James Weightman endeavours to add value to the bulls in his herd of British Blonde cattle.
“We try to produce an animal suited to our customers’ demands,” said James. It is clear to see that this approach is providing results on his County Durham farm with three of his bulls topping the British Blonde Society show and sale at Carlisle recently. Hallfield bulls are in demand, both from commercial and pedigree producers.
The British Blonde herd at Hallfield Farm is long-established, with James’ father, Peter, importing the first heifers from France in 1974. The farm itself has been in the family since the 1960s, with the majority of land being used to grow cereals and some permanent pasture set aside for the beef breeding enterprise. Cattle numbers have grown from the small herd originally established and for the last 10 years around 40 calves have been registered each year.
The target buyer for Hallfield Blondes’ stock is a commercial producer and any animals sold to fellow pedigree producers is regarded as an added bonus.
“I believe that providing assurance to customers that they are purchasing high quality stock, with minimal risk is crucial for successful bull selling,” said James. Herd health and a disease-free status is a key focus on the farm and the entire herd is part of SRUCs Premium Cattle Health Scheme. The herd has been performance recorded by Signet since 1994 and this offers even more assurance to customers.
The collection of valuable performance information year on year has meant that the cattle James perceives to be real performers have moved to the top of the EBV rankings. This allows his customers to see exactly what genetics they are buying. Some of James’s best prices have come from animals with good figures, for example Hallfield Ironman, who sold for 5,000 guineas at Carlisle this year, stands in the top 10 per cent of the breed in terms of muscle depth. EBVs also aid in-breeding decisions at Hallfield farm with Hallfield Uproar, a homebred female with phenomenal genetic merit – Maternal Value in the top 1% of the breed and Beef Value in the top 10%, being one of the cows retained that went on to produce 9 calves.

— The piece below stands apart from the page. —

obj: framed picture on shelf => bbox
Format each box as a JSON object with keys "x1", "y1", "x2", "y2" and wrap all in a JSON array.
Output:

It is not just the very top end of the Hallfield herd that have benefited from performance recording; the entire herd‘s genetics are being assessed. Performance recording has allowed James to breed for visual traits and production traits that are difficult to assess by eye. The average calving ease value for the entire herd is now in the top 25 per cent for the breed, as is the muscle depth EBV. Growth traits for the entire herd are also above the breed average. This shows that balancing traits such as growth and muscle with performance recording does not have to compromise ease of calving. Although useful as a herd management tool, James believes that the future of performance recording lies in the hands of bull buyers, he said: “It is the greater demand and understanding of EBVs from the commercial buyers that is absolutely key to widespread use of the technology.”